In this regard, CDB has engaged Pennelope Beckles-Robinson, member of parliament and minister of planning and development, Trinidad and Tobago; Catherine Kruger, inter-regional advisor, the Partnership in Statistics for Development in the 21st Century (PARIS 21); Francine Baron, chief executive officer, Climate Resilience Execution Agency for Dominica and Richard S. Sammy, group vice president-designate, Republic Bank Financial Limited to share insight with the bank’s board of directors and stakeholders on the elements required to strengthen reporting and budgeting in Borrowing Member Countries to better reflect development commitments and progress.
Under the theme measure better to target better- adaptation and resilience, the seminar entitled, Budgeting for Sustainable Development will be held on June 14, 2022, at 2:30 pm in Providenciales, Turks and Caicos Islands (TCI).
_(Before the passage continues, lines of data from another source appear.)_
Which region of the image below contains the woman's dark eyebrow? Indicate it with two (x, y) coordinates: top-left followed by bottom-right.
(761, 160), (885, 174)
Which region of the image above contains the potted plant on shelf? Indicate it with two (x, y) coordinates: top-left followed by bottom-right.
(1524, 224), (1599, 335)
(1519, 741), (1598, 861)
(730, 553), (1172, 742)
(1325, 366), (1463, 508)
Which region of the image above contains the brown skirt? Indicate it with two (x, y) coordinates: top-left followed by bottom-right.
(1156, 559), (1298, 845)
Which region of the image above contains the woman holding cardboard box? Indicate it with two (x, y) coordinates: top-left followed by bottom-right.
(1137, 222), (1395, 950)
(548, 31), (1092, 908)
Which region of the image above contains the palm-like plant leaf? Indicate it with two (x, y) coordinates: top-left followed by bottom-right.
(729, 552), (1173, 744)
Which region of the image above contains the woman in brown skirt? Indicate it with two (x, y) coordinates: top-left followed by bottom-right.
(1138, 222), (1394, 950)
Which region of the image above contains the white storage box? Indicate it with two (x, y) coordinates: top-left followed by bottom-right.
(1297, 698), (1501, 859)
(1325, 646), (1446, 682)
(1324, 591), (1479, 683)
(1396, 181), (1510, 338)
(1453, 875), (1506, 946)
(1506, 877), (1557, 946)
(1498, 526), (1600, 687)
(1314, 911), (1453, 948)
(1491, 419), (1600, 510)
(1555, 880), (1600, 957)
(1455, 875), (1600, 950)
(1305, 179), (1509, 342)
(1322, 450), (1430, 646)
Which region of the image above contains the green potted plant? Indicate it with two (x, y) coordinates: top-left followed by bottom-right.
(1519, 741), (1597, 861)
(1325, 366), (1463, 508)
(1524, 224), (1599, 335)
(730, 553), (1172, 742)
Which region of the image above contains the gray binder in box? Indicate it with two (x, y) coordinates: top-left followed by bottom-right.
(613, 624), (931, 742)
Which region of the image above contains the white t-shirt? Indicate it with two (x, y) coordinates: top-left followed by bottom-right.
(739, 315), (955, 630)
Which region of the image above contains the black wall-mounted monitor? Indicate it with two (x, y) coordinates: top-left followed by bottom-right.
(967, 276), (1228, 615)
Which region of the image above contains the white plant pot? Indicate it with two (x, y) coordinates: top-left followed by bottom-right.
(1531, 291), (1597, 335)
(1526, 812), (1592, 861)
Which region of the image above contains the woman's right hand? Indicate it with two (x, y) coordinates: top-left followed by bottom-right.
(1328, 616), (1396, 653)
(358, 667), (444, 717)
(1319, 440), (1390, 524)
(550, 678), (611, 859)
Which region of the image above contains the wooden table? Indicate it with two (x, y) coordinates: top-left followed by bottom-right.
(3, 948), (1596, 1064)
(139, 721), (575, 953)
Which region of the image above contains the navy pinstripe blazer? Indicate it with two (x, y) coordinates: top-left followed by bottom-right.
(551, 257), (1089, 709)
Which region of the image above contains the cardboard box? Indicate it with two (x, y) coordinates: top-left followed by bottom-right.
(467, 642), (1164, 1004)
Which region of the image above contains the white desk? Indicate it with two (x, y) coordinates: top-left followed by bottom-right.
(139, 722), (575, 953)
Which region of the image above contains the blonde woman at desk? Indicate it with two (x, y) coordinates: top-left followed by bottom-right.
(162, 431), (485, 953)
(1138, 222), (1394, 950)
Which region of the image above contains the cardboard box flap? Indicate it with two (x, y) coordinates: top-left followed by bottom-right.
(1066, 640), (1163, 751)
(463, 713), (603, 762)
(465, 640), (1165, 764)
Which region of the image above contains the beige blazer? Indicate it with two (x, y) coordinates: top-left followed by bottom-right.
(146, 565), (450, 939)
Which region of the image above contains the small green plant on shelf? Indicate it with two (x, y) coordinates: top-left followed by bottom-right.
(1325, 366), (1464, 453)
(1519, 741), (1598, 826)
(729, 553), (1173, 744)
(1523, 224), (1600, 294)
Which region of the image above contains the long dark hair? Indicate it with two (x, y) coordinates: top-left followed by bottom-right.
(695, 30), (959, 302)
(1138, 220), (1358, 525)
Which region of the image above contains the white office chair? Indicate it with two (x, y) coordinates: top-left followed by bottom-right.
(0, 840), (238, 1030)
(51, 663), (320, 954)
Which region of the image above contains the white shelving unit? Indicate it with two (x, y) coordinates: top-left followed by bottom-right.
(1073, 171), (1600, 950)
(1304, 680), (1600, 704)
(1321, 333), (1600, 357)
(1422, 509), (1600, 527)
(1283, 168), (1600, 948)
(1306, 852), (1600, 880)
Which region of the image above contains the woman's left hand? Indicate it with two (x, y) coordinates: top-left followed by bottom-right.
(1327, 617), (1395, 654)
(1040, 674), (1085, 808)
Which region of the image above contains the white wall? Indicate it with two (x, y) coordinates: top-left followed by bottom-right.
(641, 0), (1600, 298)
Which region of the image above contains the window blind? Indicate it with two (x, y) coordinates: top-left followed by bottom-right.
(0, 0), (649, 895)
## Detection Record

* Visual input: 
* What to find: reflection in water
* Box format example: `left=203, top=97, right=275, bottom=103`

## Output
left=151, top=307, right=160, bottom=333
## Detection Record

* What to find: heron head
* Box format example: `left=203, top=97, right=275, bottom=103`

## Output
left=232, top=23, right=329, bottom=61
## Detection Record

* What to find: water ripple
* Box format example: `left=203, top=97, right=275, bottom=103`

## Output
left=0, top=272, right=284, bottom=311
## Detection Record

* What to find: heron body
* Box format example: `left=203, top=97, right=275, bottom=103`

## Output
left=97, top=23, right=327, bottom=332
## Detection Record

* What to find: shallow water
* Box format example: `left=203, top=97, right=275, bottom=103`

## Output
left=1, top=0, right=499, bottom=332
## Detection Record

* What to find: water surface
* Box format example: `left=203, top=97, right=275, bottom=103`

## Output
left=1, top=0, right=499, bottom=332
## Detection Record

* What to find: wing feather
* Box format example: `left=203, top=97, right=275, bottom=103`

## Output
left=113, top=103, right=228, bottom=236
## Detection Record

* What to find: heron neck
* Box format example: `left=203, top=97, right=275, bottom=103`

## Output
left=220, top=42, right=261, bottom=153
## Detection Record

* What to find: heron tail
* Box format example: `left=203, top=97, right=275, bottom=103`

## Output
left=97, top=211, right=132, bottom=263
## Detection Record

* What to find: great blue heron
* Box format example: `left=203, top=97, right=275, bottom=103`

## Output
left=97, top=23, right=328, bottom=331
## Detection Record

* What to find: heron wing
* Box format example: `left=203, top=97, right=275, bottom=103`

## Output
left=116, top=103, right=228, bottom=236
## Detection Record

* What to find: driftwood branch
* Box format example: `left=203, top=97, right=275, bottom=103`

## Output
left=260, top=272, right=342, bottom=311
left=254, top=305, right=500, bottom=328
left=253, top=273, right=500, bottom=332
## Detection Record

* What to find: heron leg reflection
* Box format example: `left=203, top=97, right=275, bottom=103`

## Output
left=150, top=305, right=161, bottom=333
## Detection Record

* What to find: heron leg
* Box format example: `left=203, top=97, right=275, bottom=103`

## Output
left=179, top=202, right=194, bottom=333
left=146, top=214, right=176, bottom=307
The panel will examine the role of law-making, budgeting, oversight and stakeholder buy-in achieving allocative efficiency building on existing models and best practices in the public and private sectors. It will identify relevant strategies including the adoption of a results-based budgeting framework with SDG alignment by countries to strengthen their respective National Development Plans.
This approach will harmonise targets with those under the SDG 2030 Agenda. These efforts are critical to improve the lives and livelihoods of populations in a sustainable, inclusive, and equitable manner and is also an important step in the process of improving the region’s development landscape.